RTX A6000 vs RTX 3090 Deep Learning Benchmarks

August 9, 2021 • 3 min read

RTX A6000 vs RTX 3090 Deep Learning Benchmarks

160 upvotes, 41 comments

Lambda is currently shipping servers and workstations with RTX 3090 and RTX A6000 GPUs. In this post, we benchmark the PyTorch training speed of these top-of-the-line GPUs. For more info, including multi-GPU training performance, see our GPU benchmarks for PyTorch & TensorFlow.

View our RTX A6000 GPU workstation

For training image models (convnets) with PyTorch, a single RTX A6000 is...

0.92x as fast as an RTX 3090 using 32-bit precision.*
1.01x faster than an RTX 3090 using mixed precision.

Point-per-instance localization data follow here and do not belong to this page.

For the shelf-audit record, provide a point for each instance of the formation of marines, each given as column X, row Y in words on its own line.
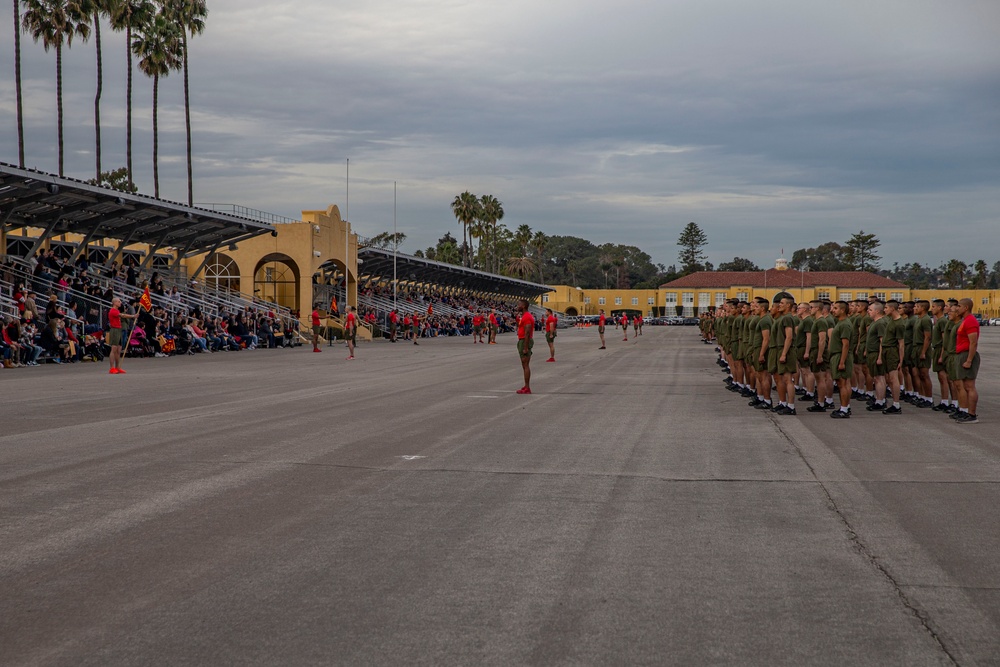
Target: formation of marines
column 882, row 353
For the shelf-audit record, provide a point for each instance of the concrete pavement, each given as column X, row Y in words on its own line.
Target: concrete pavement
column 284, row 507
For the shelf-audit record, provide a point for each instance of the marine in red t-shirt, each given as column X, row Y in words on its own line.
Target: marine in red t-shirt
column 316, row 325
column 351, row 330
column 551, row 323
column 601, row 322
column 525, row 341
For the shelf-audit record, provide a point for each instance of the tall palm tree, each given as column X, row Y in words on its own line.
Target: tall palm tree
column 158, row 46
column 56, row 22
column 98, row 9
column 491, row 210
column 17, row 83
column 539, row 242
column 190, row 15
column 125, row 15
column 465, row 207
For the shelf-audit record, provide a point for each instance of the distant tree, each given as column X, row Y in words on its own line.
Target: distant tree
column 692, row 242
column 738, row 264
column 826, row 257
column 859, row 252
column 955, row 273
column 538, row 243
column 981, row 273
column 386, row 240
column 117, row 179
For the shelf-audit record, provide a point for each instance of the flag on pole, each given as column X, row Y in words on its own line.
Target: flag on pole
column 145, row 301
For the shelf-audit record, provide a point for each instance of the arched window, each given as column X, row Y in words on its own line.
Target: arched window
column 277, row 280
column 222, row 272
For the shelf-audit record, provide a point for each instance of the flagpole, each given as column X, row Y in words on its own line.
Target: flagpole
column 395, row 245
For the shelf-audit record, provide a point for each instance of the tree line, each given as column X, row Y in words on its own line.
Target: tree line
column 156, row 33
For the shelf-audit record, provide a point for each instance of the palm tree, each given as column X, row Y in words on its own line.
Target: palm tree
column 539, row 242
column 520, row 266
column 190, row 15
column 492, row 213
column 17, row 83
column 522, row 237
column 56, row 22
column 158, row 46
column 98, row 10
column 465, row 207
column 126, row 14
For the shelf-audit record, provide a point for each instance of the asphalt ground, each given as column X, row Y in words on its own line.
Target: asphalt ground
column 281, row 507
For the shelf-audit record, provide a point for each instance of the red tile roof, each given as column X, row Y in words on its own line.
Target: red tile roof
column 779, row 279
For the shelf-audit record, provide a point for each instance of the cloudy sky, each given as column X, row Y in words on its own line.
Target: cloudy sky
column 771, row 123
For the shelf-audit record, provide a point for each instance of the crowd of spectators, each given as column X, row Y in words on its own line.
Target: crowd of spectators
column 59, row 316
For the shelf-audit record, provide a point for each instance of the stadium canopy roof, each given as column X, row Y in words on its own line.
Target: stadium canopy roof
column 57, row 205
column 376, row 264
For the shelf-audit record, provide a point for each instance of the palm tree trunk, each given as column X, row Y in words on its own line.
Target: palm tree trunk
column 128, row 102
column 17, row 84
column 187, row 120
column 59, row 103
column 156, row 139
column 100, row 87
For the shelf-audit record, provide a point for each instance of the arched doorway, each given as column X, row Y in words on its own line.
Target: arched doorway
column 222, row 272
column 276, row 279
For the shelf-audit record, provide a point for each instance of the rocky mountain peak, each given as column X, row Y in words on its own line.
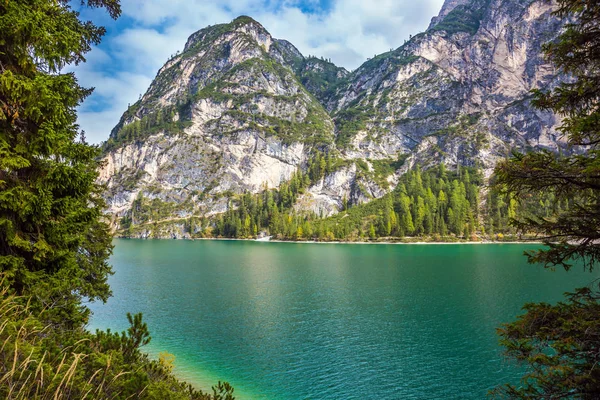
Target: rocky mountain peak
column 448, row 6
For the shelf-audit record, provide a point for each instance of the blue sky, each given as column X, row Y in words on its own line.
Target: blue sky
column 150, row 31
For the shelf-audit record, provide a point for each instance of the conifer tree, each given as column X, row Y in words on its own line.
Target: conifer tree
column 52, row 236
column 561, row 343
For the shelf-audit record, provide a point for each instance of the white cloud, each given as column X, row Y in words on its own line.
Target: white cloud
column 349, row 32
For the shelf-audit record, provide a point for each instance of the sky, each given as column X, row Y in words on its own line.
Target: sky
column 149, row 31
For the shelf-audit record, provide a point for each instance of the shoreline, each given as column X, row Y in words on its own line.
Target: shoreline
column 421, row 242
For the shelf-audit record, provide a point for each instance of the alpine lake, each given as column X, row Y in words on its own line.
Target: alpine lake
column 330, row 321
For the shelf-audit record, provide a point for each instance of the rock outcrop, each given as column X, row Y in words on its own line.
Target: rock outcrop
column 240, row 111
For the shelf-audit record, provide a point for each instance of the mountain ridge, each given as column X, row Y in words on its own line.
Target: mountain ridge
column 239, row 111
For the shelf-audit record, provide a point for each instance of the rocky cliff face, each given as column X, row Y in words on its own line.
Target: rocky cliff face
column 241, row 111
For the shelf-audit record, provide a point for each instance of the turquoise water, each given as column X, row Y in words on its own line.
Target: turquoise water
column 327, row 321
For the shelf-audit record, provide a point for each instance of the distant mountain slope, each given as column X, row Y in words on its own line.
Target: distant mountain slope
column 240, row 111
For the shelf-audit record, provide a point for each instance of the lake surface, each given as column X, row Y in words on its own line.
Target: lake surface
column 330, row 321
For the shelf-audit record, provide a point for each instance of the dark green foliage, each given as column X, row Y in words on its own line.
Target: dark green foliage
column 52, row 236
column 162, row 120
column 560, row 344
column 54, row 242
column 320, row 77
column 463, row 18
column 39, row 362
column 435, row 204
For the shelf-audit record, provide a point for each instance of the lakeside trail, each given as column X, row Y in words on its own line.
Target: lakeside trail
column 341, row 242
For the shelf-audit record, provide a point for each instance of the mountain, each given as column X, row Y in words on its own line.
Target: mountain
column 240, row 111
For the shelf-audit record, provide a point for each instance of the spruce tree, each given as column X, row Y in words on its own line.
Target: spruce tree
column 54, row 243
column 561, row 343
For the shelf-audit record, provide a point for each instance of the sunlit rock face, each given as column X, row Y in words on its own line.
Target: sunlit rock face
column 240, row 111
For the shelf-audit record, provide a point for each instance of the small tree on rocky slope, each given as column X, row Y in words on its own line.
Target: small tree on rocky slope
column 561, row 343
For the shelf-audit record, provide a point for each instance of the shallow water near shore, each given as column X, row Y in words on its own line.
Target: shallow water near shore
column 328, row 321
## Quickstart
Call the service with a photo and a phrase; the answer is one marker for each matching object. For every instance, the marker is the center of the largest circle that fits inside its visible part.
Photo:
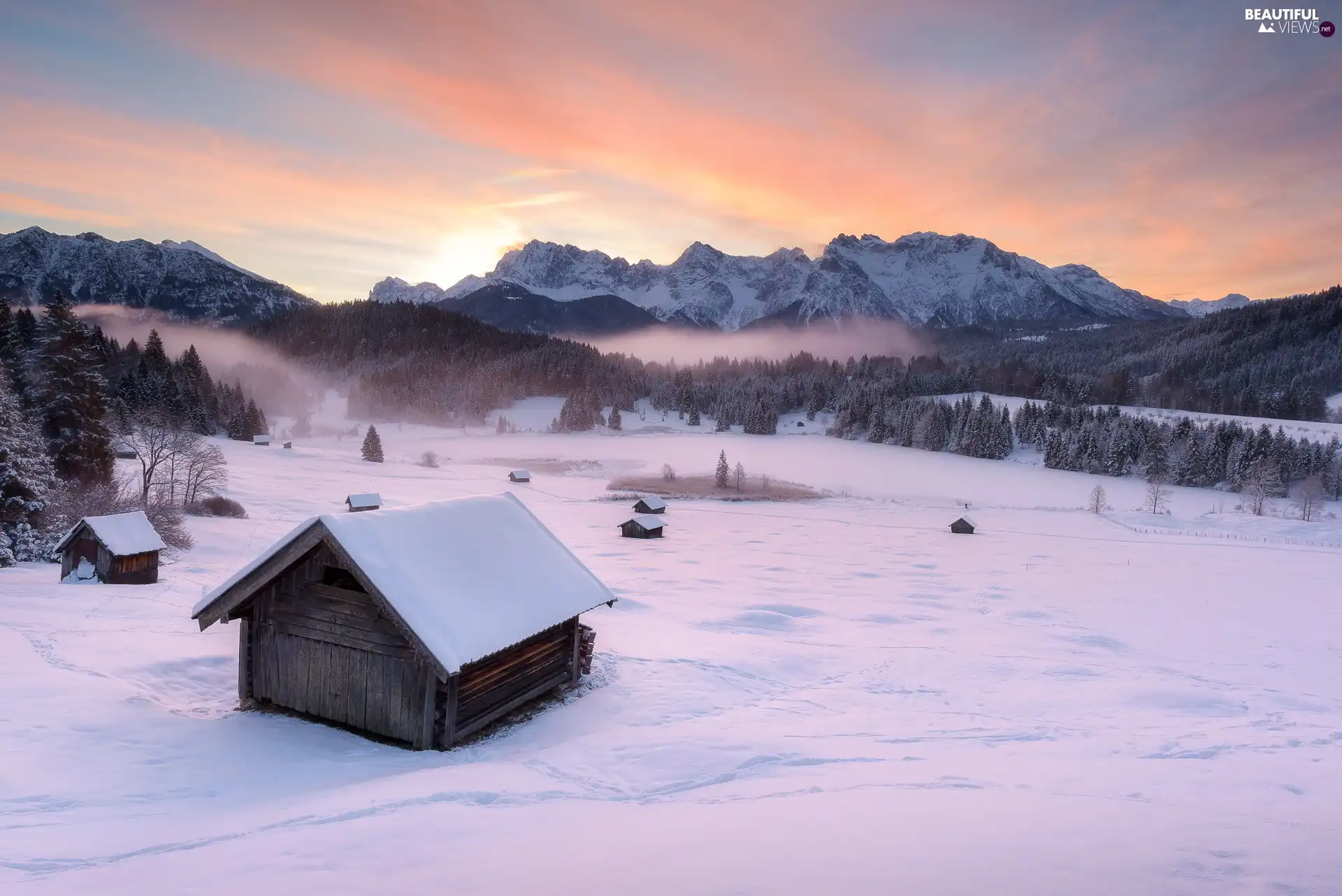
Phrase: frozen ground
(825, 698)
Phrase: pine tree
(154, 356)
(73, 398)
(372, 448)
(26, 472)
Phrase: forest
(1276, 359)
(71, 400)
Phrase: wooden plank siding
(491, 687)
(315, 642)
(328, 651)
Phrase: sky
(329, 144)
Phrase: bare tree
(1308, 500)
(153, 440)
(203, 471)
(1157, 496)
(1260, 486)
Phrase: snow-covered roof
(468, 576)
(122, 534)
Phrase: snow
(82, 575)
(469, 576)
(124, 534)
(825, 697)
(955, 280)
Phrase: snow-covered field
(825, 698)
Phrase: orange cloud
(752, 125)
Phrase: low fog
(832, 340)
(278, 385)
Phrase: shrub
(217, 506)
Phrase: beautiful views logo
(1290, 22)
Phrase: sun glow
(472, 250)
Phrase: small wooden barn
(651, 505)
(366, 500)
(642, 528)
(121, 549)
(419, 624)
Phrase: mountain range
(182, 280)
(923, 280)
(1202, 308)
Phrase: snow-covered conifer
(372, 448)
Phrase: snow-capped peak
(923, 278)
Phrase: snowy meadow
(832, 695)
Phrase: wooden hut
(419, 624)
(366, 500)
(651, 505)
(121, 549)
(642, 528)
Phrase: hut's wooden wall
(326, 649)
(84, 547)
(134, 569)
(313, 642)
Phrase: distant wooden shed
(651, 505)
(419, 624)
(120, 549)
(642, 528)
(366, 500)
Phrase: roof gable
(468, 577)
(122, 534)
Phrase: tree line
(71, 398)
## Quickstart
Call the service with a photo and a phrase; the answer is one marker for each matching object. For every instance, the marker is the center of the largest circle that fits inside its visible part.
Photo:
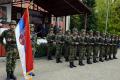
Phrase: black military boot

For training language models (transformers) with PyTorch, a single RTX A6000 is...

1.34x faster than an RTX 3090 using 32-bit precision.
1.34x faster than an RTX 3090 using mixed precision.

For training image models (convnets) with PyTorch, 8x RTX A6000 are...

1.13x faster than 8x RTX 3090 using 32-bit precision.**
1.14x faster than 8x RTX 3090 using mixed precision.

For training language models (transformers) with PyTorch, 8x RTX A6000 are...

1.36x faster than 8x RTX 3090 using 32-bit precision.
1.33x faster than 8x RTX 3090 using mixed precision.

* In this post, 32-bit refers to TF32; Mixed precision refers to Automatic Mixed Precision (AMP).
** GPUDirect peer-to-peer (via PCIe) is enabled for RTX A6000s, but does not work for RTX 3090s.

View our RTX A6000 GPU server

3090 vs A6000 convnet training speed with PyTorch

All numbers are normalized by the 32-bit training speed of 1x RTX 3090.
32-bit training of image models with a single RTX A6000 is slightly slower (0.92x) than with a single RTX 3090. However, due to faster GPU-to-GPU communication, 32-bit training with 4x/8x RTX A6000s is faster than 32-bit training is 4x/8x RTX 3090. Similar patterns apply to training image models with mixed-precision.
Results are averaged across SSD, ResNet-50, and Mask RCNN.
We use the maximum batch sizes that fit in these GPUs' memories. For detailed info about batch sizes, see the raw data at our TensorFlow & PyTorch GPU benchmarking page.

3090 vs A6000 language model training speed with PyTorch

All numbers are normalized by the 32-bit training speed of 1x RTX 3090.
Unlike with image models, for the tested language models, the RTX A6000 is always at least 1.3x faster than the RTX 3090. This is likely due to language models being bottlenecked on memory; the RTX A6000 benefits from the extra 24 GB of GPU memory compared to RTX 3090.
Results are averaged across Transformer-XL base and Transformer-XL large.
We use the maximum batch sizes that fit in these GPUs' memories. For detailed info about batch sizes, see the raw data at our TensorFlow & PyTorch GPU benchmarking page.

View our RTX A6000 GPU workstation

Benchmark software stack

Lambda's benchmark code is available at the GitHub repo here.

The benchmarks use NGC's PyTorch 20.10 docker image with Ubuntu 18.04, PyTorch 1.7.0a0+7036e91, CUDA 11.1.0, cuDNN 8.0.4, NVIDIA driver 460.27.04, and NVIDIA's optimized model implementations.